We are in the throes of the “emo revival,” apparently. It’s a term that’s applied both to newer bands embodying the ethos of the genre—heartfelt, with punk roots—and to the wave of 2000s nostalgia among Millennials. This nostalgia has led to emo-themed dance nights around the U.S., new music, and tours from bands like Brand New, The Starting Line, and Mae.
But in the early 2000s, as emo broke into the mainstream, the “icon,” the “breakout star,” the “poster boy” of the genre was Chris Carrabba, with his band Dashboard Confessional. Though the emo label got applied to many different kinds of music—clever pop punk, angsty hardcore, proto-indie acoustic—somehow Carrabba and his strummy eager singalongs became the symbol of the genre.
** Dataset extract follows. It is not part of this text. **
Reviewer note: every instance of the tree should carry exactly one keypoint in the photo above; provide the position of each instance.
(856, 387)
As the critic Andy Greenwald put it in his book Nothing Feels Good: “Love for Dashboard Confessional spread across the country in 2001 and 2002 like mono in the ’50s: an intimate interaction between mouthy teenagers.”
On Friday, Dashboard Confessional released their first album in almost nine years, Crooked Shadows. The Atlantic’s Julie Beck and Caroline Mimbs Nyce discuss the band’s revival, and how it compares to Carrabba’s classic sound.
Julie Beck: There’s something so refreshing and soothing about a Dashboard Confessional song. Turning on one of their old albums feels to me like putting aloe on a sunburn. It’s partly nostalgia, I know, but there really is something special about the lack of artifice, the wholehearted commitment to a feeling that Carrabba gives his songs. He keeps his lyrics simple and honest for the most part, never hiding behind a smokescreen of cool, but he knows just the right details and turns of phrase to use to bring a moment to life, to make the specific feel universal. There’s a reason Dashboard Confessional concerts were famously singalongs—the songs felt like a shared experience.